Para testar a eficiência dessa tecnologia in vivo, o grupo injetou em camundongos células-tronco mesenquimais modificadas contendo a proteína criada por eles e células-tronco mesenquimais não modificadas, que funcionaram como controle para o experimento. Eles observaram que a presença de células-tronco mesenquimais modificadas no tecido cardíaco foi maior do que a presença das células não modificadas.
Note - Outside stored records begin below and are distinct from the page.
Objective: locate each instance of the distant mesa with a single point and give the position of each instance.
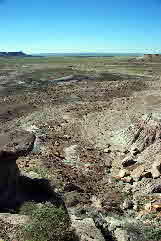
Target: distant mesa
(13, 54)
(152, 57)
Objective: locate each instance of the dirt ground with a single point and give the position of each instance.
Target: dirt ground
(78, 122)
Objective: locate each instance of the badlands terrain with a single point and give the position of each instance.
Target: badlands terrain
(80, 149)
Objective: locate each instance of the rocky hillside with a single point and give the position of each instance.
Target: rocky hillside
(81, 160)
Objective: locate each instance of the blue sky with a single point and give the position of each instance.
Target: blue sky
(80, 26)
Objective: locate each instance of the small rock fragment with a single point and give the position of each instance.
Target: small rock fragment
(128, 204)
(123, 173)
(128, 161)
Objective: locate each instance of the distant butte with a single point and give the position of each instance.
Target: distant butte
(13, 54)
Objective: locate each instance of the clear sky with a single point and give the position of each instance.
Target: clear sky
(37, 26)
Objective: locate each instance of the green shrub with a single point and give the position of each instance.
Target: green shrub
(47, 224)
(153, 233)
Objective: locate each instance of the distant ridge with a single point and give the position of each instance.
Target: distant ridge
(13, 54)
(87, 54)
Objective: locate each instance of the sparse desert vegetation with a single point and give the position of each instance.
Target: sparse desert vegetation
(81, 144)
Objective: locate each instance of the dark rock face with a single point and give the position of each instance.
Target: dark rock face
(12, 145)
(15, 144)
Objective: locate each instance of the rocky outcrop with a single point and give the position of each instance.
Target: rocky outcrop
(12, 145)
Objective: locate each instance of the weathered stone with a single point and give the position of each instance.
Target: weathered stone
(123, 173)
(127, 179)
(71, 154)
(121, 235)
(128, 161)
(138, 173)
(86, 229)
(69, 187)
(72, 198)
(128, 204)
(156, 168)
(15, 144)
(157, 189)
(12, 145)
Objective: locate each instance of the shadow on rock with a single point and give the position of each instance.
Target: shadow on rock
(37, 190)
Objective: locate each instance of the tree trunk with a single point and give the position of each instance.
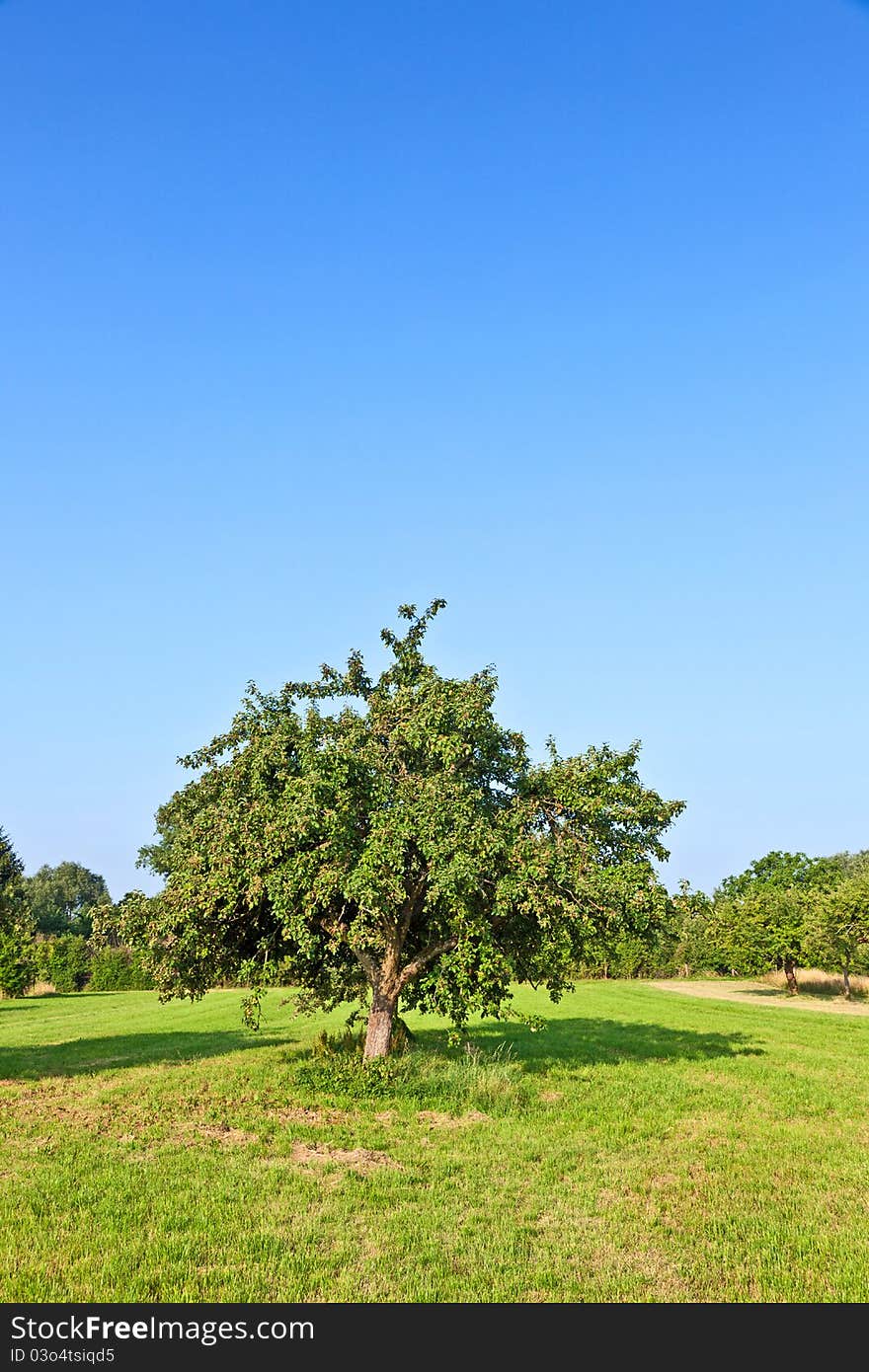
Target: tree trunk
(379, 1036)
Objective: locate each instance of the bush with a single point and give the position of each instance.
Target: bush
(66, 963)
(118, 969)
(17, 963)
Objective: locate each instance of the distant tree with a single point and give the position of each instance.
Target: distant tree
(759, 917)
(403, 847)
(62, 899)
(689, 919)
(11, 866)
(837, 928)
(17, 966)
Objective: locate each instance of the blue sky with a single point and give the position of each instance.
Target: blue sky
(558, 310)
De acordo com os pesquisadores, o processo responsável por esse aumento na presença das células-tronco no miocárdio envolve tanto o maior direcionamento seletivo das células para o tecido cardíaco como uma maior retenção delas no órgão.

Essa tecnologia tem potencial para ser usada na criação de outras adesinas para favorecer interações moleculares que levem ao direcionamento de diferentes tipos de células terapêuticas para outros tecidos, como cérebro, rins, fígado etc.

Referências

Sociedade Brasileira de Cardiologia Organização Pan-Americana de Saúde.

Buja LM. Cardiac repair and the putative role of stem cells. Journal of Molecular and Cellular Cardiology. 2019.

Xiao W et al. Designer artificial membrane binding proteins to direct stem cells to the myocardium. Chemical Science. 2019.

University of Bristol. Scientists hijack bacteria’s homing ability. 2019.